Punctuation includes characters like .,!?:;'"-
I am using the split function as it follows:

wordsArray = strLine.split("[.,!?:;'\"-]+\\s*");

However, this only splits my text by spaces and ignores other characters I've set as delimiters.
Obviously, I am new at regexes and I could use your help.
Thank you.

The regular expression: ([.,!?:;'\"-]|\\s)+ should do the trick. It is read as "for one or more occurrences of either a whitespace or punctuation". The important part here is to make sure that the '+' is kept outside the alternation, since we can have a mix of white-spaces and punctuations.

The problem with your regular expression was that you didn't take into consideration punctuations and whitespaces, but rather punctuation followed by whitespaces. If you have a 'this or that' situation, use alternation. Writing patterns one after another just increases the matching requirement; your pattern read "match any punctuation *followed* by zero or more whitespace characters" which isn't what you wanted.
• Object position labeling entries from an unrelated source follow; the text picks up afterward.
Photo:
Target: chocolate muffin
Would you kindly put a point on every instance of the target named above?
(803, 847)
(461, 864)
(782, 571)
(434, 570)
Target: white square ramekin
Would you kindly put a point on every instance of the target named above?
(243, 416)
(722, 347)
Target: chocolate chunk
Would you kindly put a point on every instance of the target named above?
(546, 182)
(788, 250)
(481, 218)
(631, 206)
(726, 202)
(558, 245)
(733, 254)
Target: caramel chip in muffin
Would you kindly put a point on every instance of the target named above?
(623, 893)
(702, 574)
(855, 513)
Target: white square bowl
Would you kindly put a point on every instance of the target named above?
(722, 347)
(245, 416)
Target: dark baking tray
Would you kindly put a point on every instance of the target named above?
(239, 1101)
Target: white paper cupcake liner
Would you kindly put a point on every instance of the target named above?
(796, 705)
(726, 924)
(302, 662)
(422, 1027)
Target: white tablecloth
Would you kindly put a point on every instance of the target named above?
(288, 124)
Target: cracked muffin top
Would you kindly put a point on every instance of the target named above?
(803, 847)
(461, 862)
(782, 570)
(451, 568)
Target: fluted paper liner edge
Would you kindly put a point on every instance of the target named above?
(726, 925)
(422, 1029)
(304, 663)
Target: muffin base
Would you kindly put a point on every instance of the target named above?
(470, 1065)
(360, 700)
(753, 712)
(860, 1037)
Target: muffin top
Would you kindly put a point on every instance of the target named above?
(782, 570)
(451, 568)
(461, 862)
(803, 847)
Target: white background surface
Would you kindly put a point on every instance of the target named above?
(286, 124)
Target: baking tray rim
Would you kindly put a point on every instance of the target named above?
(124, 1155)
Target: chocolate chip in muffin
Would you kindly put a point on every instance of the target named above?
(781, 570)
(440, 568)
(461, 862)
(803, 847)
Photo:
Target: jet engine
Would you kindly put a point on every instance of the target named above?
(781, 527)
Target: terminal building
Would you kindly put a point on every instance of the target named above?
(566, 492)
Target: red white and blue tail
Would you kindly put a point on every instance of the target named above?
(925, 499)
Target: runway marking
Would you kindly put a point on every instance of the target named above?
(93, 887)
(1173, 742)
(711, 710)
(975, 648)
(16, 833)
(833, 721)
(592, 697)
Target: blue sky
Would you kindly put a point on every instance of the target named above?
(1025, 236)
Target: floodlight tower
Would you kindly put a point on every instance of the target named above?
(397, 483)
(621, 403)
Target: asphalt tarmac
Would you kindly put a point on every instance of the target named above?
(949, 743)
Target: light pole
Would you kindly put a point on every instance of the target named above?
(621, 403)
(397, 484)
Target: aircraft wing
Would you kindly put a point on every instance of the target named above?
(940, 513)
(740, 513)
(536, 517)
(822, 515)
Hence all it did was match punctuations but blew up when faced with white-spaces.

Member Avatar

Excellent answer and explanation for regex - I now understand what I was doing wrong.
Your solution works perfectly.
Thank you.

How can I not split exceptions such as Mr. and Mrs.?

It's possible to include exceptions by using negative lookbehind assertion feature of regular expressions. Just throw in another alternation which uses lookaround and you should be golden. But this approach would leave behind a nasty regular expression in your code so if possible, try to deal with exceptions after performing the basic splitting rather than modifying the regex.

Also, please create a new thread for your question, and refer this thread if you feel it is related rather than bumping an existing solved thread.